US inflation falls in May on dip in gasoline prices
Falling US gasoline prices drove both inflation and retail sales down in May, according to government data released Wednesday.
The figures came out just hours before the Federal Reserve concludes its two-day monetary policy meeting and is widely expected to increase interest rates, despite weak inflation and tepid wage growth.
The Consumer Price Index, which tracks changes in the cost of household goods and services, declined 0.1 percent compared to April -- largely driven by 6.4 percent drop in the cost of fuel at the pump, according the to the Labor Department.
Meanwhile, retail sales dropped a surprising 0.3 percent in May, also due in part to falling gasoline prices, as Americans also bought fewer appliances and electronics, the Commerce Department reported.
Analysts had projected CPI to be flat, and retail sales to rise 0.1 percent.
Excluding the food and fuel categories, which can see big swings from month to month, CPI rose 0.1 percent.

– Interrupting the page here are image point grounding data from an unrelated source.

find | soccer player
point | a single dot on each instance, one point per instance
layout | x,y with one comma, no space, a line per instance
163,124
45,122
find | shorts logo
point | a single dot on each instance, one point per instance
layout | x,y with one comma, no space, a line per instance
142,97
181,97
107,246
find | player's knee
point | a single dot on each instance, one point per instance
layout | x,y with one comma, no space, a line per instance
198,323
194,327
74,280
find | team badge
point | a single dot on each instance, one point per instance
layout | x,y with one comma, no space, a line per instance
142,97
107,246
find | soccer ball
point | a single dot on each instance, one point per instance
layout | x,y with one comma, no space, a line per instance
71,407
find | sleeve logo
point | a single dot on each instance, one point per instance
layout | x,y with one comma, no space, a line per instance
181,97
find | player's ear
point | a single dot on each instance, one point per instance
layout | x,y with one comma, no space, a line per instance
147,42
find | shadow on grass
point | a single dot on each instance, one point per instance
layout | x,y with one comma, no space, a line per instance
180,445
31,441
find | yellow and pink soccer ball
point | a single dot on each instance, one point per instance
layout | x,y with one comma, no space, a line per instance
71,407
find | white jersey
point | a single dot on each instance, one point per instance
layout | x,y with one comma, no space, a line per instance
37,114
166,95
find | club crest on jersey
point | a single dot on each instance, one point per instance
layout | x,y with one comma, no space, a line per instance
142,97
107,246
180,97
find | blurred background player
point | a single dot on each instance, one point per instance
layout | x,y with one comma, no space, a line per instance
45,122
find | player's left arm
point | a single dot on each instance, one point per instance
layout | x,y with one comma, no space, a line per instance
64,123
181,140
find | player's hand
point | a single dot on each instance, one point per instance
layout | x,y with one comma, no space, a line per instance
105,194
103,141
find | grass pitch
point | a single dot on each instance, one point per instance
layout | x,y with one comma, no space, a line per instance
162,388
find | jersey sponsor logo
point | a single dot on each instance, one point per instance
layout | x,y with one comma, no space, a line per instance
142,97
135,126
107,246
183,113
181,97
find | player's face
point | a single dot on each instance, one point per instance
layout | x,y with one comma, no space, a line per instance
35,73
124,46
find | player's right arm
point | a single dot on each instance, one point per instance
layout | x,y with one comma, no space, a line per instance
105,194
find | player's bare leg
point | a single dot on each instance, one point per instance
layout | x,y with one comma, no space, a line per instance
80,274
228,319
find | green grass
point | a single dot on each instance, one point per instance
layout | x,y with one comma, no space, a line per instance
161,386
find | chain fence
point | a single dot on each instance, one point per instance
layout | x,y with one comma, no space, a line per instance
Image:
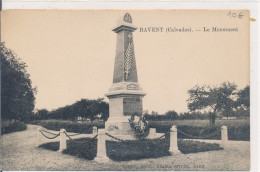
199,137
121,140
69,136
55,135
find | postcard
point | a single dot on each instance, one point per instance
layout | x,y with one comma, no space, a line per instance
125,90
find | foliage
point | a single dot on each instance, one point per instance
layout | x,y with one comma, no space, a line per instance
41,114
216,98
243,100
130,150
85,108
139,125
69,126
13,127
17,93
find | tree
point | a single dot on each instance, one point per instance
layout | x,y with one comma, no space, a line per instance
42,114
17,93
243,100
219,98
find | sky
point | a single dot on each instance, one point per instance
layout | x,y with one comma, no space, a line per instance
70,54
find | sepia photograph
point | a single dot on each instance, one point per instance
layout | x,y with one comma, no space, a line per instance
125,90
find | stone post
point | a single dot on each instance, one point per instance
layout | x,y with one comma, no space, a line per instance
174,141
63,140
101,147
94,130
224,135
39,137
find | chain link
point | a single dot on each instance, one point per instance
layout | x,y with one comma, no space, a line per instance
115,138
49,137
69,136
198,137
48,132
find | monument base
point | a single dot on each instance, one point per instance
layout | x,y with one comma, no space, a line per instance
119,127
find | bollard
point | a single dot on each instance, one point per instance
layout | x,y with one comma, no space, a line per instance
63,140
39,137
101,147
224,136
94,130
174,141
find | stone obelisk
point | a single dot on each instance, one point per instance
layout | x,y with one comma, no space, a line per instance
125,95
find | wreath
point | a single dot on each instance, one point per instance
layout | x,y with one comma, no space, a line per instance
139,125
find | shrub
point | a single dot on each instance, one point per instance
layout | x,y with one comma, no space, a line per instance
130,150
12,127
69,126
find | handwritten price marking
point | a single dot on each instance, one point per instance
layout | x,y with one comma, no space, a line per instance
235,15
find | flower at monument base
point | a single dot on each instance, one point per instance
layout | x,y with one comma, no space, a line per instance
139,125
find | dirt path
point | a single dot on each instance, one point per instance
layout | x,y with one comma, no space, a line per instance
19,152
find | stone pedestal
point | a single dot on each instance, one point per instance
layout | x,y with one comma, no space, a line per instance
224,136
174,141
101,148
63,140
125,95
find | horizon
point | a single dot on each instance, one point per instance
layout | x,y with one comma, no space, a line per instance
67,59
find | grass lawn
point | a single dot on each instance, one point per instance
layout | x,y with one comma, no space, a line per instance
202,123
9,127
238,129
130,150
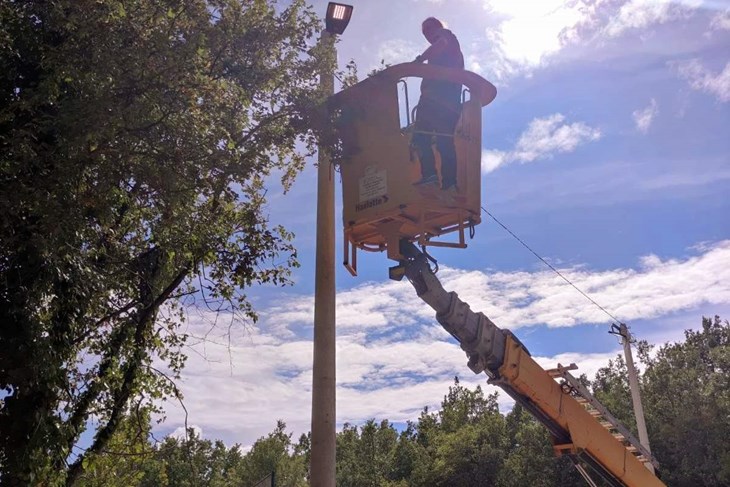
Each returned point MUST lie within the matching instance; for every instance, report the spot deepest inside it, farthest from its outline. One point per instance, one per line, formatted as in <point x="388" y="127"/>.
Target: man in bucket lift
<point x="439" y="107"/>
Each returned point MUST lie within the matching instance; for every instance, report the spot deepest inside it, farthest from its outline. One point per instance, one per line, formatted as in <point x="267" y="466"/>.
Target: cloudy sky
<point x="606" y="150"/>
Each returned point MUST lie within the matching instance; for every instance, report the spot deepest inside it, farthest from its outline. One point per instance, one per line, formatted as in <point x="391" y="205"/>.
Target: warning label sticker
<point x="373" y="185"/>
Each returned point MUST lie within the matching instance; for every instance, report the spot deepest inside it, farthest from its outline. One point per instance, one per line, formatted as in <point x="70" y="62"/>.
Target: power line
<point x="549" y="265"/>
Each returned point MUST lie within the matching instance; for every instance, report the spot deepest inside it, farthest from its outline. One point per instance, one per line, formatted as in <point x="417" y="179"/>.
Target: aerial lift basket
<point x="381" y="204"/>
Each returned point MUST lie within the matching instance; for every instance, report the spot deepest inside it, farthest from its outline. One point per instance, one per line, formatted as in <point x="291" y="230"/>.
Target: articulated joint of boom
<point x="483" y="341"/>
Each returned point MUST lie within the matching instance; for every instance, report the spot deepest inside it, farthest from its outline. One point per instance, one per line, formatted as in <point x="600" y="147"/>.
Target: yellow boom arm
<point x="575" y="428"/>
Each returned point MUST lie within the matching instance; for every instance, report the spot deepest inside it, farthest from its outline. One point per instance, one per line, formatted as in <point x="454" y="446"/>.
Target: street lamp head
<point x="338" y="16"/>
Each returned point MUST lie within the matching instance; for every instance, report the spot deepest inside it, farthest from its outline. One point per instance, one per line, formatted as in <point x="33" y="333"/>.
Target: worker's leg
<point x="426" y="116"/>
<point x="422" y="143"/>
<point x="446" y="146"/>
<point x="447" y="149"/>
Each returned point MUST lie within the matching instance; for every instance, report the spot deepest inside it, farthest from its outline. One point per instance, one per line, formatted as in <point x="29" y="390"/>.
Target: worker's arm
<point x="434" y="49"/>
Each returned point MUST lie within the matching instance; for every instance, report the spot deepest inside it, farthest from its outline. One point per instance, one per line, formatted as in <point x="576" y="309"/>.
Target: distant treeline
<point x="685" y="390"/>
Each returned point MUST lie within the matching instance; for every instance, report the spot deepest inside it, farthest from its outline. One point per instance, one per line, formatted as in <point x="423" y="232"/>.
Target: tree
<point x="686" y="391"/>
<point x="128" y="457"/>
<point x="135" y="137"/>
<point x="274" y="453"/>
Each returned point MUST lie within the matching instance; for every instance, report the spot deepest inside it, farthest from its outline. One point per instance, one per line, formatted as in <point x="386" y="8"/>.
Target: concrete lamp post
<point x="322" y="463"/>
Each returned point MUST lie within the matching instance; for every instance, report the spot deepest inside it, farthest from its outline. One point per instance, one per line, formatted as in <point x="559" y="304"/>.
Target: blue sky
<point x="606" y="150"/>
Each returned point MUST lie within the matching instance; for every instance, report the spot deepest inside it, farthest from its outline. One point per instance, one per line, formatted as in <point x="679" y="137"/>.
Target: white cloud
<point x="702" y="79"/>
<point x="396" y="51"/>
<point x="543" y="138"/>
<point x="643" y="118"/>
<point x="639" y="14"/>
<point x="522" y="36"/>
<point x="721" y="21"/>
<point x="240" y="382"/>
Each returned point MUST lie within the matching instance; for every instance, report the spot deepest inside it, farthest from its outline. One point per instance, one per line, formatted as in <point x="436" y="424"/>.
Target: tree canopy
<point x="135" y="138"/>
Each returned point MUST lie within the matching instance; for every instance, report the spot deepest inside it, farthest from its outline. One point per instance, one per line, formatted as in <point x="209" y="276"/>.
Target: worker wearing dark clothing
<point x="439" y="107"/>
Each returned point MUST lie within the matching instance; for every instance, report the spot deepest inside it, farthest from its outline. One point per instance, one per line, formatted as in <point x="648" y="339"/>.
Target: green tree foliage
<point x="134" y="138"/>
<point x="192" y="461"/>
<point x="275" y="453"/>
<point x="468" y="442"/>
<point x="685" y="391"/>
<point x="127" y="458"/>
<point x="686" y="394"/>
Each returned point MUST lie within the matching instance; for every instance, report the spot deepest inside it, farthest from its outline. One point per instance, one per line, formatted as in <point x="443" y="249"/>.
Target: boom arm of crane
<point x="499" y="354"/>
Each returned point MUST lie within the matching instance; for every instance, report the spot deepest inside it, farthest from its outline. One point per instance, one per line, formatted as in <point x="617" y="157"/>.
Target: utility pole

The 12-month overall price measure fell below the Fed's two percent target to 1.9 percent last month, continuing a steady decline since February, while the core, which has been falling since January, slipped another two-tenths to 1.7 percent.

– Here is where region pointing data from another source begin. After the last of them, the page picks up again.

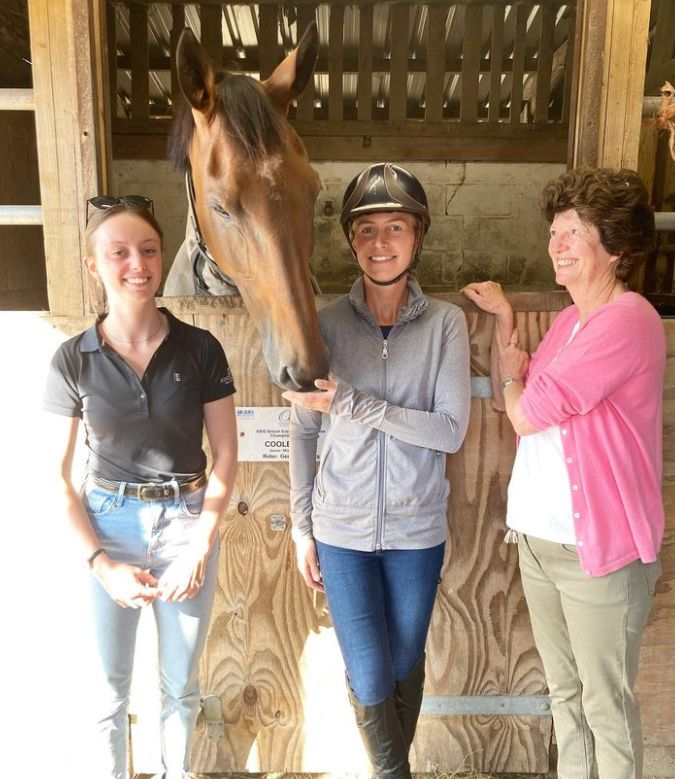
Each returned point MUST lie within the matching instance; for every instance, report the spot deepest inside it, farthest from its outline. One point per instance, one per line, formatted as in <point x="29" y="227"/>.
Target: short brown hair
<point x="616" y="202"/>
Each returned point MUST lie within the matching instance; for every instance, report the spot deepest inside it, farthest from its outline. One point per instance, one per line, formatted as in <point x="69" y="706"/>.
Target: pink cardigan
<point x="604" y="389"/>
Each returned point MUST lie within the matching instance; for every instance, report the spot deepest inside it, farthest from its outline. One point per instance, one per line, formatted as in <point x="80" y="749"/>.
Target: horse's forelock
<point x="248" y="117"/>
<point x="250" y="120"/>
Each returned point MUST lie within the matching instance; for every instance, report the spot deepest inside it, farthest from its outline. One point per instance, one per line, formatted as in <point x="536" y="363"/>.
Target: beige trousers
<point x="588" y="632"/>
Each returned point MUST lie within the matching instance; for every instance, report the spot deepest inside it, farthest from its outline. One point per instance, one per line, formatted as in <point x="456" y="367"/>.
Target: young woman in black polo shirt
<point x="144" y="384"/>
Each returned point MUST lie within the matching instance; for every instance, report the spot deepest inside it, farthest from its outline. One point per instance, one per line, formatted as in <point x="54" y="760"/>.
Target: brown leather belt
<point x="151" y="491"/>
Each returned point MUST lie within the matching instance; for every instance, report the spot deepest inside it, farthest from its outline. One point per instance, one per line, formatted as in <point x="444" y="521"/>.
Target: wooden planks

Retail sales were still down 0.3 percent even after excluding the more volatile food and cars categories, the first decline for the core measure since August.
Auto sales remained sluggish for the month, falling 0.2 percent in May, while sales at electronics and appliance stores saw their largest monthly decrease in more than seven years, falling 2.8 percent for the month.
Gasoline stations saw sales fall 2.4 percent, the biggest dip since February of last year.
The shift towards internet retail continued apace, with department stores declining a full percentage point while "non-store" retailers soared another 0.8 percent for the month.
Restaurants and bars also saw a 0.1 percent decline in May.
American consumers forked out a total of $473.8 billion for the month, 3.8 percent above May of last year.